Significant weekly declines in commodity markets included: Silver - 25.6%, Brent crude oil - 14.7%, WTI crude oil -13.3%, Copper -4.9%, Corn - 4.9%, and Gold -4.4%. Global equity market declines included: the U.S. - 1.7%, EuroStoxx -0.9%, Brazil -2.5%, China -1.7%, India -3.5% and Russia - 4.7%. At the same time, the U.S. Dollar, which has steadily dropping in value against most major currencies since mid-January, reversed this trend and finished the week +2.7%. Economic data likely driving some of these moves include: 1) a confusing mix of U.S. employment data where initial unemployment benefit claims unexpectedly increased to 474,000, while payrolls expanded by 244,000, but unemployment increased to 9%, 2) the Reserve Bank of India increased interest rates to manage inflation and 3) rising concerns about how the European Central Bank will address the challenges of Eurozone members - Ireland, Portugal and Greece, while also managing inflation.

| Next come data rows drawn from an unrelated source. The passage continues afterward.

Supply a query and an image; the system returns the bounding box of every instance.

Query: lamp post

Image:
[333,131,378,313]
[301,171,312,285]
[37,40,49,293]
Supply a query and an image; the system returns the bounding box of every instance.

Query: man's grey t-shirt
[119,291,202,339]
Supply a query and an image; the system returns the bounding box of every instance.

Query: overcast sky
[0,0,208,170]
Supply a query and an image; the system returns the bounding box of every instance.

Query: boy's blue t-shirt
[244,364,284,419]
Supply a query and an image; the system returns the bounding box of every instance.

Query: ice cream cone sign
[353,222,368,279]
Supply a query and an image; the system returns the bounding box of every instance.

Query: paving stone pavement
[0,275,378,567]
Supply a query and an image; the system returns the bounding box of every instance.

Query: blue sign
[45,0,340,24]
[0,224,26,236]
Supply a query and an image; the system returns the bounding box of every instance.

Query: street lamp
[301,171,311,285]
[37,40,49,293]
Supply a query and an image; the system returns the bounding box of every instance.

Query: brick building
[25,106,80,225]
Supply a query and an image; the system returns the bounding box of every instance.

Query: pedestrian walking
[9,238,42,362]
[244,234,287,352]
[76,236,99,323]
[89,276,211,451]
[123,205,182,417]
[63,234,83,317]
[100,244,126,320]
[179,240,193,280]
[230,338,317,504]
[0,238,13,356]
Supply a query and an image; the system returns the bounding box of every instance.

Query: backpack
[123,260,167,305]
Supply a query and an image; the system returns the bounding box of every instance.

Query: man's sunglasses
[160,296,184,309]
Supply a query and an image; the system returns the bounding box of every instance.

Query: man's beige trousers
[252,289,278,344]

MY TAKE: The bull case view in the pullback of many commodities prices suggests that a significant economic headwind is diminishing. A more pragmatic view is that as margin requirements increased in silver trading some market participants were forced to reduce positions - a process that likely increased the level of caution in other commodity markets. In my April 28 note, I suggested that a reversal in the downward trend of the U.S. dollar could be disruptive to equity and commodity markets. Many investors will be focusing on the potential impact if this past week's U.S Dollar reversal continues.

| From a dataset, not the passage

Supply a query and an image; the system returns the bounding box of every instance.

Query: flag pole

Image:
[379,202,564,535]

Flash Crash: One year later

On May 6, 2010, as global markets were concerned about the debt crisis in Greece, U.S. equity markets dropped about 9% within 5 minutes. Over the past year, U.S. government regulators have implemented procedures to minimize the potential of another "flash crash" but concede that much work remains to be done in this area.

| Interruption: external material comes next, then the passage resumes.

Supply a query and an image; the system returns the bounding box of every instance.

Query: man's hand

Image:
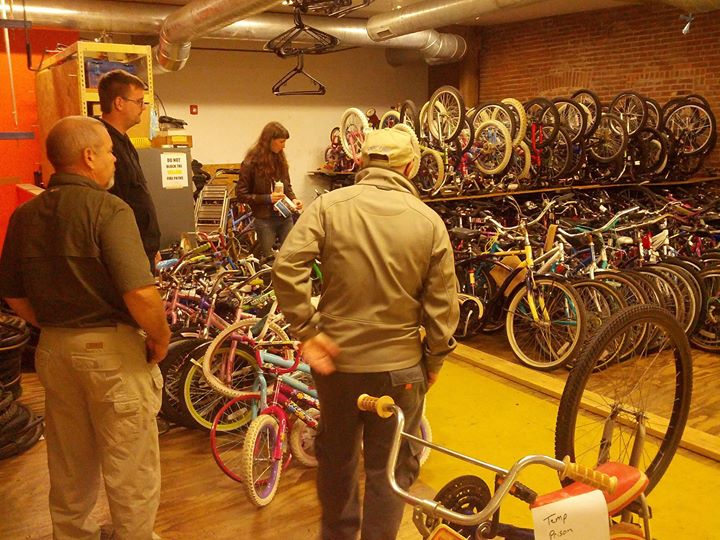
[302,332,340,375]
[145,337,169,364]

MY TAKE: Concerns persist in an environment where 1) exchanges are increasingly dependent on the revenues of high-frequency trading operations, 2) the U.S. Securities and Exchange Commission (similar to many government agencies) is suffering from budgetary constraints and 3) the expanding use of technology will likely continue to result in unexpected problems. Note: There are concerns that some of the downward move in commodity prices this week was exacerbated by the use of computerized systems.

Sunday, May 1, 2011

A U.S. economic update: have the markets and economic fundimentals diverged??

During a press conference last week, Federal Reserve Chairman Ben Bernanke said "unemployment remains quite high, particularly among minorities, the young and those with less education," and "the foreclosure rate remains very high, and many homeowners who have avoided foreclosure find themselves 'under water". Additionally, the U.S. Commerce Department reported that economic growth dropped to 1.8% in the first quarter - down from 3.1% during the fourth quarter of 2010; and the U.S Labor Department reported that unemployment claims increased for the week ending April 23.

MY TAKE: The forward outlook will likely be driven by 1) the direction of oil prices (the Fed believes the current upward trend is "transitory"), 2) how Congress manages budget related issues and 3) the impact of adding 1.8 million homes that are delinquent or in foreclosure into a market where 3.5 million existing homes are currently for sale. Note: As the U.S. Congress debates the budget, debt ceiling and other fiscal issues, please be aware that Federal subsidies, employment and spending have historically been significant contributors to U.S. economic growth. Altering this trend will likely present challenges.